Active Voice: Preventive Measures are for Athletes, not Injuries
By Evert Verhagen, Ph.D.
Viewpoints presented in SMB commentaries reflect opinions of the authors and do not necessarily reflect positions or policies of ACSM.
Evert Verhagen, Ph.D., is a human movement scientist and epidemiologist. He is Associate Professor at the Department of Public and Occupational Health of the VU University Medical Center and the EMGO Institute in Amsterdam. His main research interests include prevention of sports and physical activity injuries and physical activity promotion integrated in everyday life. He is engaged in several international scientific collaborations, holds honorary research positions at the Free University of Brussels and Monash University in Melbourne, and is senior associate editor of the British Journal of Sports Medicine. This commentary presents Dr. Verhagen’s views on the topic of the invited commentary which he authored for the Jan/Feb. 2012 issue of ACSM’s Current Sports Medicine Reports (CSMR), titled “If athletes will not adopt preventive measures, effective measures must adopt athletes.”
Sports- and physical activity-related injuries are a significant risk for those participating in what are otherwise healthy activities. There is no doubt that advances in sports injury research have led to a wide array of efficacious and effective preventive measures for various injuries within different sports. As such, in theory at least, injury burden can be significantly reduced. That is, if athletes and other stakeholders would only adopt available guidelines for prevention, safety margins would be greatly improved. Unfortunately, even the guidelines based on the strongest evidence are not widely adopted in practice and ineffective ‘implementation’ has become a trending topic in contemporary sports medicine literature.
In current implementation approaches, we try to translate objective research outcomes into the subjective expectations of the end user. As an example, you may try to convince an athlete who has rehabilitated from an ankle sprain that an eight-week neuromuscular training protocol, consisting of three 30-minute training sessions per week, will reduce his or her risk of ankle sprain recurrence. Although this program is very effective when completed in full, compliance has been found to be low - even in controlled research conditions. Athletes simply do not directly feel and notice the positive effects, and after a few training sessions, the program stays in the closet.
We attempt to tackle this problem by wrapping a behavioral intervention around an effective program in order to motivate the patient to complete the program as prescribed. We may give the patient background knowledge on the risk and consequences of recurrent ankle sprains, pursuing an attitude change towards injury prevention. Or, in an effort to take away barriers, we provide materials needed for the program, free of charge. However, it is known from studies on lifestyle interventions that altering an individual’s behavior in this manner is very difficult, if not impossible.

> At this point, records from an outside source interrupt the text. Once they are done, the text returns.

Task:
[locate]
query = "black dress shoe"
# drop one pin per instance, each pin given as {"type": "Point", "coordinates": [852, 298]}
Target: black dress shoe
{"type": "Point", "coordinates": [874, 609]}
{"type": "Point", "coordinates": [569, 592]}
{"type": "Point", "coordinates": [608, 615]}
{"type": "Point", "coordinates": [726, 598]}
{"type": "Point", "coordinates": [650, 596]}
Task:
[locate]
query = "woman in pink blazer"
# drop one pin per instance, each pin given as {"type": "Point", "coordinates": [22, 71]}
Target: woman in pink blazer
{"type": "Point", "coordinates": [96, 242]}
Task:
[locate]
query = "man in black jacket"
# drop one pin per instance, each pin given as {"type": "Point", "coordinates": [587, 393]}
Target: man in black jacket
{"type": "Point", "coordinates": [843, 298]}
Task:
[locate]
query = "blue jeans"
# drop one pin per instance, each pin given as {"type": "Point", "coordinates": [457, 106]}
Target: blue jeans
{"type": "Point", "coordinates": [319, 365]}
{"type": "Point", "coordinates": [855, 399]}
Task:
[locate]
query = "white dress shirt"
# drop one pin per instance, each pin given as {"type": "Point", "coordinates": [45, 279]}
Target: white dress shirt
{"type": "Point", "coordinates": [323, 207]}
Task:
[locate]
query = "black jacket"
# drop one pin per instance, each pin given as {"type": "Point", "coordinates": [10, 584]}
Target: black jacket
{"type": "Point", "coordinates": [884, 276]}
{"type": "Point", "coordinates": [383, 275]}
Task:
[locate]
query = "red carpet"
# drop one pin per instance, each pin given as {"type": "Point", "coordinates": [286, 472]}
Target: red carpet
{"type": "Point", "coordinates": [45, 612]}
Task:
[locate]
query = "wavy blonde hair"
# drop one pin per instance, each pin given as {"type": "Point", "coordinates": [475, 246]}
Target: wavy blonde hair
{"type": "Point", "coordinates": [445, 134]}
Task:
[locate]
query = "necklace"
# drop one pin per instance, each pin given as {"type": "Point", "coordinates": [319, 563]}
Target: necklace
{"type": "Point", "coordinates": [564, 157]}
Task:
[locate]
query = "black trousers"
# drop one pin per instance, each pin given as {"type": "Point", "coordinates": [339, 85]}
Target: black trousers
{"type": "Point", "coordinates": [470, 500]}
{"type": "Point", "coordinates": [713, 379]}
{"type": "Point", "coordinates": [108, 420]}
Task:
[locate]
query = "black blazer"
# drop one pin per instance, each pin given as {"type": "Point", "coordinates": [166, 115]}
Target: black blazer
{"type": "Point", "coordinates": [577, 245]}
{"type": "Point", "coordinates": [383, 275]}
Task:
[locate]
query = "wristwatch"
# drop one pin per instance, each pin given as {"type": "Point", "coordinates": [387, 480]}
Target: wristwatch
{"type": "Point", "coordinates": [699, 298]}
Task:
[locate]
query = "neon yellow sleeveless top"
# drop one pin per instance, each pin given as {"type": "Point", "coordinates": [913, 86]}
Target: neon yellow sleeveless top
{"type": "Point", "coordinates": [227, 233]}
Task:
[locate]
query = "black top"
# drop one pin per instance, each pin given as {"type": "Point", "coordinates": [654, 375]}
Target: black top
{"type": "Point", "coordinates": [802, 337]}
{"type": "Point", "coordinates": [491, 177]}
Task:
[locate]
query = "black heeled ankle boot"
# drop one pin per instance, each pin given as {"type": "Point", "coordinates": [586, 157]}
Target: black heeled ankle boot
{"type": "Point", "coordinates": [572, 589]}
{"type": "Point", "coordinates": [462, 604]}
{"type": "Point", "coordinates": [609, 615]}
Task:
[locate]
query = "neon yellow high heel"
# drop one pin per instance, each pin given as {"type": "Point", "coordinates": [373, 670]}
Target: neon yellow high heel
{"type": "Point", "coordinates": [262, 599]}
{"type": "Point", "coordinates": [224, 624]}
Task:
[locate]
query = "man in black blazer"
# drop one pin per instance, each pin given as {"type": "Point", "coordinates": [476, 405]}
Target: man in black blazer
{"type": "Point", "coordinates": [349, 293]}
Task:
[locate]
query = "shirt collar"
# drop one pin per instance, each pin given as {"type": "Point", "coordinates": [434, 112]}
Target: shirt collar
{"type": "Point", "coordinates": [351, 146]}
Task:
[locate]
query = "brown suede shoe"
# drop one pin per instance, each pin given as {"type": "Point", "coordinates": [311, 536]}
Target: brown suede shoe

In my commentary in CMSR I argued for a different approach on tackling this implementation enigma. Contemporary preventive approaches are developed from an injury perspective - we have an injury with known risk factors; take away the risk factors to prevent the injury from occurring. However, in this approach we neglect that the risk factors act within an athlete who needs to take action to alter his or her risk for injury. I argue that during intervention development we already need to take into account the demands, wishes, needs, possibilities, and motivation of the athlete. We need to build the preventive measures around the athlete, not the other way around.
One very effective framework in constructing such acceptable, yet evidence-based, intervention programs is the Intervention Mapping protocol (IM). IM captures the process of the development of a health promotion program in a series of six consecutive steps, mapping the path from recognition of a need or problem to the identification of a behavioral solution. The strength of IM lies therein – engaging the athletes and other stakeholders becomes a key part of the development process. If an injury problem is approached through IM, the resulting intervention program is built around the acting behaviors. In a downscaled form the essence of the IM approach can be used in everyday practice as well. Instead of telling athletes and patients what to do based upon the latest evidence, start a discussion on the problem and solution at hand. In this way one can work towards a preventive solution that is based upon evidence, but is also supported by those that need to use it.